I need to write a Go script that will open a big CSV file, and create new, separate CSVs based on the value of the first element of each line.
The CSV file looks like this:
"country", "otherfield", "otherfield1", "otherfield2", "etc"
"AT", "otherfield", "otherfield1", "otherfield2", "etc"
"AT", "otherfield", "otherfield1", "otherfield2", "etc"
"DE", "otherfield", "otherfield1", "otherfield2", "etc"
"DE", "otherfield", "otherfield1", "otherfield2", "etc"
So, what I am trying to do is creating a file with the first field's value (e.g. AT.csv
), containing all the lines that start with that value.
The following is the script that I have written so far:
package main
import (
"encoding/csv"
"fmt"
"os"
)
func main() {
// contentCreated := make(chan map[string]string)

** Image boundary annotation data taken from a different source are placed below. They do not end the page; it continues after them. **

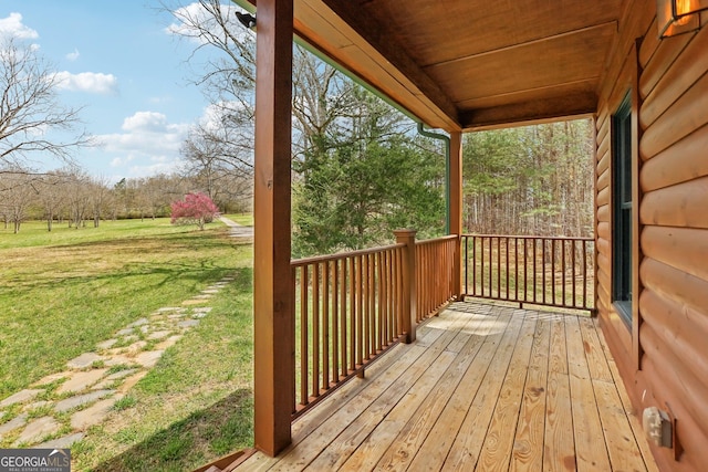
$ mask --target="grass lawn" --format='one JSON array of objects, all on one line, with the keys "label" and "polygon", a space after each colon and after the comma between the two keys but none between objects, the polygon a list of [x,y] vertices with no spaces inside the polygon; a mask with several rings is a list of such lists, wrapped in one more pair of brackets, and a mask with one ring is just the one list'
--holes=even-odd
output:
[{"label": "grass lawn", "polygon": [[253,225],[253,214],[251,213],[233,213],[233,214],[225,214],[225,217],[244,227]]},{"label": "grass lawn", "polygon": [[114,332],[179,306],[226,275],[212,311],[170,347],[107,421],[72,448],[73,470],[188,470],[252,441],[252,249],[220,222],[102,221],[0,229],[0,399]]}]

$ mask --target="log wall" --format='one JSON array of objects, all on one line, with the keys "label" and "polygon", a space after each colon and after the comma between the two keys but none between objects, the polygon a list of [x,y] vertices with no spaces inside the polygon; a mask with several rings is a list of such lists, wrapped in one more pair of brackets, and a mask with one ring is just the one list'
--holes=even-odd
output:
[{"label": "log wall", "polygon": [[[658,40],[654,0],[627,0],[598,91],[597,311],[641,417],[677,420],[680,449],[653,447],[662,470],[708,466],[708,14]],[[634,321],[612,294],[612,114],[634,92]],[[680,450],[683,449],[683,452]],[[677,455],[677,457],[676,457]]]}]

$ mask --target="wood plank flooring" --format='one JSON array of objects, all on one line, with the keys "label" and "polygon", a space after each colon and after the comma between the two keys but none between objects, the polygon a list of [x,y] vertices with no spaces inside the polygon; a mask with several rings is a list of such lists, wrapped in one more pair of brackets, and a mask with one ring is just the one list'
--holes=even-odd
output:
[{"label": "wood plank flooring", "polygon": [[236,470],[656,471],[631,408],[592,318],[459,302]]}]

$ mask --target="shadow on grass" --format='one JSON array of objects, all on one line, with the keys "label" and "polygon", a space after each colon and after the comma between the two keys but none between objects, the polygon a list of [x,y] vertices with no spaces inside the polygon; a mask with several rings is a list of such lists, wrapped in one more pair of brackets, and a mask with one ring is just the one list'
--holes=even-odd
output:
[{"label": "shadow on grass", "polygon": [[189,471],[253,441],[253,392],[239,389],[196,411],[93,471]]}]

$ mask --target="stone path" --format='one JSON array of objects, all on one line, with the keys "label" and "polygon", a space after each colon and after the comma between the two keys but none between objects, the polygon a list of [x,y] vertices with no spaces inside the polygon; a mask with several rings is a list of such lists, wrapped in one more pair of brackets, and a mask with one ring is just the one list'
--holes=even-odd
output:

createContent("union_exp.csv")
}
func createContent(csvfilename string) {
keys := ""
content := make(map[string]string)
csvfile, err := os.Open(csvfilename)
if err != nil {
fmt.Println(err)
}
defer csvfile.Close()
reader := csv.NewReader(csvfile)
reader.FieldsPerRecord = -1
rawCSVdata, err := reader.ReadAll()
if err != nil {
fmt.Println(err)
os.Exit(1)
}
for i, each := range rawCSVdata {
if i == 0 {
keys = "\"" + each[0] + "\",\"" + each[1] + "\",\"" + each[2] + "\",\"" + each[3] + "\",\"" + each[4] + "\"
"
} else {
stringtoadd := "\"" + each[0] + "\",\"" + each[1] + "\",\"" + each[2] + "\",\"" + each[3] + "\",\"" + each[4] + "\"
"
if i%10000 == 0 {
fmt.Println(i)
}
exists := Exists(content, each[0])
if !exists {
content[each[0]] = keys
}
content[each[0]] += stringtoadd
createFile(each[0], content[each[0]])
}
}
}
func createFile(name, content string) {
f, _ := os.Create(name + ".csv")
f.WriteString(content)
f.Close()
}
func Exists(content map[string]string, name string) bool {
_, exists := content[name]
return exists
}
The problem I am having at the moment is that the performances are quite slow. I even have a similar script written in PHP which is executing the same operation way faster than this. And that obviously makes me think that there must be something wrong with my Go script.
Can someone help me to understand what is wrong with it?
Thank you!